In 1976, Berkeley Hall purchased its current 66-acre campus on Mulholland Drive, and it officially opened there in 1980. The mountaintop campus overlooks the San Fernando Valley and serves students from the greater Westside and San Fernando Valley communities. The campus has since been developed to include modern classrooms, outdoor learning spaces, athletic facilities, arts and performance spaces, science labs, and makerspaces, integrating nature into the school’s educational programs.

==Campus==
The 66-acre campus includes academic buildings, outdoor learning spaces, athletic fields, performance and arts facilities, science labs, and makerspaces. Natural areas and outdoor classrooms support environmental education and experiential learning.

==Academics==
Berkeley Hall serves Nursery through eighth grade and offers a research-based curriculum integrating programs such as the Teachers College Reading & Writing Project and Illustrative Math. Faculty participate in the school’s Depth of Study (DOS) program, a collaborative professional learning model designed to strengthen teaching practices, ensure continuity across grade levels, and support ongoing faculty growth.

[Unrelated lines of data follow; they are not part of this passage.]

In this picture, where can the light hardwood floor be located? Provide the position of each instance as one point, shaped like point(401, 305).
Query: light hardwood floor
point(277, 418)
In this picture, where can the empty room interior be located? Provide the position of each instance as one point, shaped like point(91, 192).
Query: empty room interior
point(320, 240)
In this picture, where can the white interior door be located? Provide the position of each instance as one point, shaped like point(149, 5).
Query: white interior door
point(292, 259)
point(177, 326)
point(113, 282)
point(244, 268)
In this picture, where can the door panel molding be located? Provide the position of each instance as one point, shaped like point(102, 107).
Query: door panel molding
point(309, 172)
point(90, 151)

===Philosophy and Educational Approach===
Berkeley Hall emphasizes a growth mindset philosophy, encouraging students to view challenges as opportunities for learning and personal development. Character education, moral integrity, and social responsibility are integrated across the curriculum and daily school activities.

==Student Life==
BHS offers a broad range of extracurricular programs, including:
- Performing arts (music, theater, visual arts)
- Athletics (team and intramural sports)
- Clubs and enrichment programs (e.g., robotics, coding, science, and service clubs)
- Community events and school traditions, such as the Annual Camp Out, Fall Festival, and holiday performances

These programs promote social, emotional, and physical development alongside academics.

==Admissions and Tuition==
Berkeley Hall enrolls students from Nursery through eighth grade. Current tuition is approximately $39,480 per year.

==Accreditation==
Berkeley Hall School is accredited by the California Association of Independent Schools (CAIS) and the Western Association of Schools and Colleges (WASC).

==Administration==
Dr. Sarah Colmaire has served as Head of School since 2023.

==Diversity and Community==
The school describes itself as an inclusive, diverse community, welcoming students from a variety of cultural, religious, and socio-economic backgrounds.